摘要簡介:
With the advance of modern high-speed computers, now we can try
computation intensive approaches that were deemed too inefficient for
practical problems. These approaches include adaptive learning
systems such as artificial neural networks and adaptive networks,
and innovative optimization techniques such as genetic algorithms (GA)
and simulated annealing.
These approaches, together with fuzzy set theory as a knowledge
representation tool, form the constituents of the so-called soft
computing that has been used for real-world problems such as
character recognition, color recipe prediction and adaptive control.

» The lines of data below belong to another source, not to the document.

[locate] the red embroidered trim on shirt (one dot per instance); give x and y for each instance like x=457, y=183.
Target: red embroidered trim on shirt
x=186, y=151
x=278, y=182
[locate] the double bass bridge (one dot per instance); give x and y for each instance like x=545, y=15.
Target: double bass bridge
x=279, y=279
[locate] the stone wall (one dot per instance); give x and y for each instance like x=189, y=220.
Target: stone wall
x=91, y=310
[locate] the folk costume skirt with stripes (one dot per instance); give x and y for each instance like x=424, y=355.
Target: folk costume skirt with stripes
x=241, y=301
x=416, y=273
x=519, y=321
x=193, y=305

This project applies the aforementioned soft computing techniques
to a challenging real-world problem: automatic speaker recognition
(ASR). Given a speech input, the objective of ASR is to output
the identity of the person most likely to have spoken.

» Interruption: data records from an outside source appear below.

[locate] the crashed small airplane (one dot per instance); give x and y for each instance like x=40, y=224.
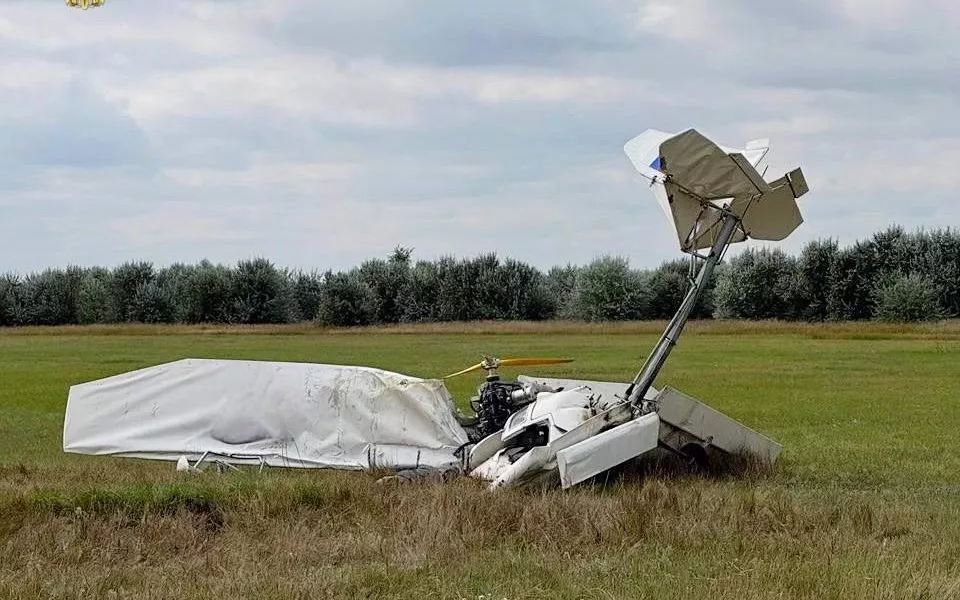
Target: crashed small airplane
x=280, y=414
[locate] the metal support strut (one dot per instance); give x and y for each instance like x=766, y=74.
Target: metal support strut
x=644, y=379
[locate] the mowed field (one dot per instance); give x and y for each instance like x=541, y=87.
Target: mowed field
x=864, y=503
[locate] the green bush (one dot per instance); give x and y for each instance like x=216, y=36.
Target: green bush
x=9, y=310
x=908, y=299
x=94, y=301
x=757, y=284
x=206, y=294
x=307, y=288
x=346, y=300
x=608, y=290
x=261, y=293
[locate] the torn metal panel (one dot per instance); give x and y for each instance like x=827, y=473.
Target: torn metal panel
x=608, y=449
x=677, y=410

One application of ASR is to enhance human-machine interface.
For instance, voice activated computer should be programmed to adapt
and respond to the current user. Security applications of ASR
are plenty, for instance, security check when entering a building
or accessing a bank account. Moreover, ASR has the convenience of
easy data collection over the telephone.
This project emphasizes on both research and software/hardware
implementation.
ASR is a difficult problem in pattern recognition. It involves
typically a huge amount of data and we need to apply digital signal
processing techniques to down-size the data dimension and
extract relevant features for further processing of data
classification or discriminant analysis. For such a difficult
problem, a single approach is usually not enough and we need a
collection of various methodologies to complement each other to
accomplish the task.
For research part, we will tackle ASR with both soft-computing
techniques and conventional statistical pattern recognition.

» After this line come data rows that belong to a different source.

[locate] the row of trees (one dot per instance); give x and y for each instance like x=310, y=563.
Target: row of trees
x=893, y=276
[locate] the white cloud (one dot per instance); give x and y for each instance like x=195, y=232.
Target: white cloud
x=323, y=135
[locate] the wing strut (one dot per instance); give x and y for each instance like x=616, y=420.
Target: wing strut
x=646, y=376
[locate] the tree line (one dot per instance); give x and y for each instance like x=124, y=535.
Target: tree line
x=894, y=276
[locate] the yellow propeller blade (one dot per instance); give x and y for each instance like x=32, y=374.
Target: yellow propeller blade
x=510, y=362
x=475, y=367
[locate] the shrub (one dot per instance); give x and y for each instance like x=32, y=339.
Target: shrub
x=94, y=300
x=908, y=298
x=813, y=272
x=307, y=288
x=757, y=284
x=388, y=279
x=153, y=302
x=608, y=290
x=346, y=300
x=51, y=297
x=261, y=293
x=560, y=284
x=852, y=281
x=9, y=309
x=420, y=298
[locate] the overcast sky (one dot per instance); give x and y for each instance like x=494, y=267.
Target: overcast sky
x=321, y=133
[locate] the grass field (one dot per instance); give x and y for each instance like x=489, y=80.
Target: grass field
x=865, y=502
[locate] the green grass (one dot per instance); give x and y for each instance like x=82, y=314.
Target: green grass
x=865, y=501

We have been working on neuro-fuzzy and soft-computing techniques
for several years and the applications include
time series prediction, data classification, nonlinear system
identification, noise cancellation, channel equalization,
adaptive control, printed character recognition,
and inverse kinematics problems.
We shall apply the soft-computing techniques (neural networks, fuzzy
logic, adaptive neuro-fuzzy systems, genetic algorithms and simulated
annealing) we gained over years to ASR, and complement it with
conventional statistical pattern recognition such as Baysian
approach.
For software implementation, our primary tools are MATLAB and C.
MATLAB is an integrating environment for scientific computation and
data visualization tool. We have positive experiences using MATLAB
to deliver GUI-based fuzzy product [], and we expect to have GUI based
demo as the product of this project. For computation-intensive and
non-vectorizable operation, we will resort to C language for high
speed.
For hardware implementation, our goal is to set up a hardware system
using a Pentium PC and dSPACE 1102 controller board to take audio
signal from a speaker, do FFT and feature extraction, feed the
features to a trained classifier, and return the identity of the
speaker on the fly. The whole process is time consuming; it is
virtually impossible to do on-line identification without hardware
support.
To sum up, this project is well balanced in terms of research and
implementation. We will benefit from the research of using soft
computing and statistical approaches for speaker recognition; this
paves the avenue to a more difficult problem of speech recognition.
The hardware implementation can prove its feasibility and provide
a demonstration for further exploration and possible commercialization.